From The Christian Science Monitor
Islam in America: A new generation of Muslim Americans separate what is cultural, what is religious, and what is American, finding that the ‘straight path’ isn’t the same path for all.
By Lee Lawrence, Correspondent / February 16, 2014

Listening to immigration attorney Muna Jondy talk about growing up in Flint, Mich., it’s easy to imagine her as a teenager, eyes ablaze, hands on hips, confronting her Syrian-born parents with her all-American attitude. A petite woman with a strong, expressive face, she sits cross-legged on her couch and leans forward to recount the day, at age 13, that she wanted to go to the movies with a friend.
Ms.

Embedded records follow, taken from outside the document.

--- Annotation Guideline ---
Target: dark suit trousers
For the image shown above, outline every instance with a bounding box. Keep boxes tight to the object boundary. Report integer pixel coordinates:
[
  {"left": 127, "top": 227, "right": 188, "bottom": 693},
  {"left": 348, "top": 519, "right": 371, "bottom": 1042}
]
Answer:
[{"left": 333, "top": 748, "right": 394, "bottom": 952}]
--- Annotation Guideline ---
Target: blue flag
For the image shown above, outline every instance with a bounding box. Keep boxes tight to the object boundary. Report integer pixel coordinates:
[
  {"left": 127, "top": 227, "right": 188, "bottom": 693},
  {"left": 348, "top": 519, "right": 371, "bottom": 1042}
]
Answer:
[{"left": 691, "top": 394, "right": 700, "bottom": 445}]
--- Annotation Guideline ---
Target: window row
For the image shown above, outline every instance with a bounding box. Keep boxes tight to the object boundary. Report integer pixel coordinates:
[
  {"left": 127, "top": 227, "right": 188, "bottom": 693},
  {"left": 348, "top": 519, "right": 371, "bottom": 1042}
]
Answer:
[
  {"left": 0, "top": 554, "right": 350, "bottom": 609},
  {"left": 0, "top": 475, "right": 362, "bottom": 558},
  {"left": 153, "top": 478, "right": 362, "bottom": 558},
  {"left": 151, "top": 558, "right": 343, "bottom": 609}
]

Jondy says her mother, a devout Muslim, responded “like I had asked to snort cocaine.” She was incredulous, and Jondy recalls her asking: “Did you just ask that? Did you just say that out loud?”
Jondy had already started to cover her hair with a head scarf out of modesty. She never questioned the family’s dietary restrictions. She prayed faithfully, and duringRamadan she fasted. But not go to the movies at the mall with her female friends? She balked: “Really? Is that Arab or is that Islam?”

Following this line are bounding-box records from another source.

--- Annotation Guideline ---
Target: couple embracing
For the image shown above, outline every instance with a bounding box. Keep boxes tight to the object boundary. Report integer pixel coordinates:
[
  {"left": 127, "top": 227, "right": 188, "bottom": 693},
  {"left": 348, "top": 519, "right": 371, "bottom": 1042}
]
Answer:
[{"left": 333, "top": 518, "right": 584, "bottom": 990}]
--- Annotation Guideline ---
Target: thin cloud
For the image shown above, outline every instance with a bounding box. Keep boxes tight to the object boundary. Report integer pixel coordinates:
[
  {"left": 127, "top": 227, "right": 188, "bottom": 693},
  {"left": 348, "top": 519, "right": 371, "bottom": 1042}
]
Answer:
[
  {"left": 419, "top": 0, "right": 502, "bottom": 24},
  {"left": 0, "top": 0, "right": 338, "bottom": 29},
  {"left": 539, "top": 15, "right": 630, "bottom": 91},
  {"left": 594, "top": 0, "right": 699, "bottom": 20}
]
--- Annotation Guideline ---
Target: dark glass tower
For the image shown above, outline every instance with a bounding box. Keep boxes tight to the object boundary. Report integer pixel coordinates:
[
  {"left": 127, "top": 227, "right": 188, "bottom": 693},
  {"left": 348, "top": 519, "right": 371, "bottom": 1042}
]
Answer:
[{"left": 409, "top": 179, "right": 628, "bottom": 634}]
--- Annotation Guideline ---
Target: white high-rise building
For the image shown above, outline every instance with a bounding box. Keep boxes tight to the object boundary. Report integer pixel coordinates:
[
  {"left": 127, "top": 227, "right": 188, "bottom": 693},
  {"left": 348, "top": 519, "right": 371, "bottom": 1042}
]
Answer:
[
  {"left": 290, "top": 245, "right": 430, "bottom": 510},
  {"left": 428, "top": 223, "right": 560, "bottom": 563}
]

Going to the movies is “just for loose people,” her mother replied.
“Maybe in the Middle East way back in your day,” Jondy thought.
She might be Arab by ethnicity, “but this does not define me,” Jondy told herself. And ever since, she has parsed family beliefs, separating cultural expectations from religious tenets.
In this respect, Jondy is typical of the largest and fastest-growing demographic of Muslim Americans: the 59 percent who are between the ages of 18 and 39. This includes many who have come of age in the United States and are as culturally American as the 37 percent of adult Muslims who, like Jondy, were born here and are, in turn, raising American-born children.
Nevertheless, the perception of Muslim as “other” – and a dangerous or suspicious other, at that – persists, stoked by post-9/11 insecurities. One of the reasons is that most Americans know little about Islam and, in many cases, don’t know a Muslim personally. When they do, stereotypes fall away, revealing a diverse and dynamic population that is doing what Americans have historically done: figuring out how to be themselves.